Nationalists bearing the yellow-and-black imperial Russian flag
As the opposition movement gains strength, the ultranationalist groups that have joined its ranks are drawing more attention from the public — as well as the Kremlin.
Many observers of the June 12 opposition rally noted a large presence of nationalist groups — from ones carrying the yellow-and-black imperial flag, the banner of the nationalist movement, to more marginal groups like Great Russia, which sported black Nazi-style uniforms with armbands and garrison caps.
A Great Russia spokesman said after the rally that the group would continue to wear their Nazi-style uniforms, much to the dismay of moderate nationalist leaders who have distanced themselves from the fringe element.

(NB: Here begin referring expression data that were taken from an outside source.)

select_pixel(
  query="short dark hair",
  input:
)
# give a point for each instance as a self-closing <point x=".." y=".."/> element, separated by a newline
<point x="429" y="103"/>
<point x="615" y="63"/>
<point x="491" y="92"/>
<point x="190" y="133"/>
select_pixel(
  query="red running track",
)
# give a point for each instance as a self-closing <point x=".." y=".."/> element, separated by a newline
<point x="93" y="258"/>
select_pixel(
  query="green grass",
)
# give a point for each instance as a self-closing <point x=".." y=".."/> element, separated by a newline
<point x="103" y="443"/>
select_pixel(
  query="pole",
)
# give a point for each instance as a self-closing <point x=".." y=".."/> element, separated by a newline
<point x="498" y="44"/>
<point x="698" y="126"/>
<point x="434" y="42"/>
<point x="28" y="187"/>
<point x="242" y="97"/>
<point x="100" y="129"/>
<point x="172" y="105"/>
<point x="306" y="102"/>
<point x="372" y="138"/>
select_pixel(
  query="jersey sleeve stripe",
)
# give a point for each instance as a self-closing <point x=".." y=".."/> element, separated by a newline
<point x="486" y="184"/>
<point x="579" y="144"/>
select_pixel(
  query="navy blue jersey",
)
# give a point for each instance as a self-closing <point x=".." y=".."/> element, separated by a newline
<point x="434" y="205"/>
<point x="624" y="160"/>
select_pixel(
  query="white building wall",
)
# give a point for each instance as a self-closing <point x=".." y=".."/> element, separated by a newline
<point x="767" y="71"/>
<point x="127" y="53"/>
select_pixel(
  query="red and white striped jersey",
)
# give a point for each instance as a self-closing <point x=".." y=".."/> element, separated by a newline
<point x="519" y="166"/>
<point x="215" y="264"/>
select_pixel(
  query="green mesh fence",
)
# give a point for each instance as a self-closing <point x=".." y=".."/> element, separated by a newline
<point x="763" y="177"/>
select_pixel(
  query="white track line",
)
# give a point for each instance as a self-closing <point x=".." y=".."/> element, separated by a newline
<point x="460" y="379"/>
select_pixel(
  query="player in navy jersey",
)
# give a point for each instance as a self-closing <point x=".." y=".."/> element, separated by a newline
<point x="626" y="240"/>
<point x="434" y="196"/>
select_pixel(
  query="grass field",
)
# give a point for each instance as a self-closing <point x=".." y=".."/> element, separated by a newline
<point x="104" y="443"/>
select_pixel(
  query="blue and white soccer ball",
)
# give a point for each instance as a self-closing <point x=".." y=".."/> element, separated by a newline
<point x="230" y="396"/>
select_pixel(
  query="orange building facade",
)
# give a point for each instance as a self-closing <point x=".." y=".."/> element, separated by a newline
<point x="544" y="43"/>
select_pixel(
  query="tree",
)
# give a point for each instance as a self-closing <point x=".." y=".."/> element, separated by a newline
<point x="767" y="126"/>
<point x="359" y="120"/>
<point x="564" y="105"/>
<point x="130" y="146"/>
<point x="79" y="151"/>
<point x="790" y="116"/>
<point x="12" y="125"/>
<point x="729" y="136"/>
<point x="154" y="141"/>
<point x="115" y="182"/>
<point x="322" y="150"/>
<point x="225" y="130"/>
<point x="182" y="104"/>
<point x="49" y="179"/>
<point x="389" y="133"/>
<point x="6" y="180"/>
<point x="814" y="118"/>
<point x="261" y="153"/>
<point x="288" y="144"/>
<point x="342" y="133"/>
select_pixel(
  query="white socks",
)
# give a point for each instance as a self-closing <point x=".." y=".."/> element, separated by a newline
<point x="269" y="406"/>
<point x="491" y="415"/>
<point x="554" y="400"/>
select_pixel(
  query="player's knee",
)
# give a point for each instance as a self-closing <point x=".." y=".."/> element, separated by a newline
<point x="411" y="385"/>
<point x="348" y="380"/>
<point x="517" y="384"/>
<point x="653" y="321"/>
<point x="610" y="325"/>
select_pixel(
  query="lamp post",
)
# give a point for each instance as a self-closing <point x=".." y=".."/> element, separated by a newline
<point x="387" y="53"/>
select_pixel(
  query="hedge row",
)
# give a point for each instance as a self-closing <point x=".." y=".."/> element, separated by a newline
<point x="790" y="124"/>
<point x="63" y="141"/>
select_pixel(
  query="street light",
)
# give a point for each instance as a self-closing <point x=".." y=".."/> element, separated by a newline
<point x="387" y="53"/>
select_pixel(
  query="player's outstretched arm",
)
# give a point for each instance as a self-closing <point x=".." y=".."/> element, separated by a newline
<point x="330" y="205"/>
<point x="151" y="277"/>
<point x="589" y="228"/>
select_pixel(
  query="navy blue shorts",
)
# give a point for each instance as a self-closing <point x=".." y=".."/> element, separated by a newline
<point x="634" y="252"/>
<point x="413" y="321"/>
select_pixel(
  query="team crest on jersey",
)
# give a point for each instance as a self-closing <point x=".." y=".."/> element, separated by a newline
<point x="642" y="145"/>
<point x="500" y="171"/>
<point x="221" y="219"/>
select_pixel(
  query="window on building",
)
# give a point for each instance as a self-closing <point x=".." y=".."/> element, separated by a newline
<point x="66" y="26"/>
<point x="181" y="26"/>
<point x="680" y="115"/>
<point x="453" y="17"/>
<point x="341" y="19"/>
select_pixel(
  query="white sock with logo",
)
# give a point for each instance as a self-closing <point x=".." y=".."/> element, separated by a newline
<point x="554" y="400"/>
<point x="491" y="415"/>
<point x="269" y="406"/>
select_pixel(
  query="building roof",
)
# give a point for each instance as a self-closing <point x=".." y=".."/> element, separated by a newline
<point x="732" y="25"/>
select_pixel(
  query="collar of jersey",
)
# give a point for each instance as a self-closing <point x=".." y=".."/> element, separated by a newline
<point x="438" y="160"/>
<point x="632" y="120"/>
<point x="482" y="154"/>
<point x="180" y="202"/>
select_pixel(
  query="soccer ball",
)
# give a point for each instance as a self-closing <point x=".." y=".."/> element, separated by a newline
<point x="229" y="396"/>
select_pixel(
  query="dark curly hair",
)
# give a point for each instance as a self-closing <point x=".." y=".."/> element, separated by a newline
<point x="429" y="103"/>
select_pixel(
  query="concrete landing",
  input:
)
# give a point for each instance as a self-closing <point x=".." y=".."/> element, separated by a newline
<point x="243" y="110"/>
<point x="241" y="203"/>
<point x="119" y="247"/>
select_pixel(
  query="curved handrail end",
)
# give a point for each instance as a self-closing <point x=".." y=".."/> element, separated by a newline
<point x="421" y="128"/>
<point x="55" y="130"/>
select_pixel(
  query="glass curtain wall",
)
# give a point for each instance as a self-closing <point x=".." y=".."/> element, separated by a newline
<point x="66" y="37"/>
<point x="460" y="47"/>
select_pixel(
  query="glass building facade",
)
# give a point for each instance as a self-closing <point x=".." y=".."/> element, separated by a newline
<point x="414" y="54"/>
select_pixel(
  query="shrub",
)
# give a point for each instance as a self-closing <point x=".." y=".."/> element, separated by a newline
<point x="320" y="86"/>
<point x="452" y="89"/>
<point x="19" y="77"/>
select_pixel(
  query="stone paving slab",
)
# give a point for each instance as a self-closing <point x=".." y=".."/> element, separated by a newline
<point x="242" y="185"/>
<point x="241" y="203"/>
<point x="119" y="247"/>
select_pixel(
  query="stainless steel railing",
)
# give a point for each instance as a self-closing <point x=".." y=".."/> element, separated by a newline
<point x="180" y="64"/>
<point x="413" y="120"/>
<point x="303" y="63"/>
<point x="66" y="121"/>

When Ivan Mironov, 31, deputy chairman of the nationalist All-Russian People's Union, took to the stage during the rally, his emotional speech about the ruling regime's imminent demise was met with resounding applause.
But speaking from the same stage a short while later, liberal-leaning former Prime Minister Mikhail Kasyanov was booed over similar comments.
Vladimir Sungorkin, editor of the Kremlin-allied Komsomolskaya Pravda newspaper, cited the sharp contrast to rouse liberals to rally behind President Vladimir Putin.
"If the regime would fall, it's not Kasyanov who'd win, but guys like Ivan Mironov," Sungorkin said in a recent interview with the liberal Dozhd television station.
A historian by background, Mironov spent three years in pretrial detention for the attempted murder of Anatoly Chubais, the architect of Russian privatization, in 2005. He was found not guilty.
Mironov's father, Boris Mironov, was a press minister under PresidentBoris Yeltsin. He was fired for anti-Semitic remarks.
"Not every enemy of Putin is your friend," liberal politician Leonid Gozman said by phone, referring to ultranationalists at the June 12 rally. "Fascists in power are much worse than Putin."
The Kremlin genuinely fears the rise of ultranationalist groups, which have the potential to sow mass disharmony throughout a nation already divided about the staying power of the ruling regime.
Though in the past the Kremlin has used ultranationalists to its advantage in election years, like when it hurriedly formed the Rodina party in 2003, it has been careful to prevent them from gaining too much power.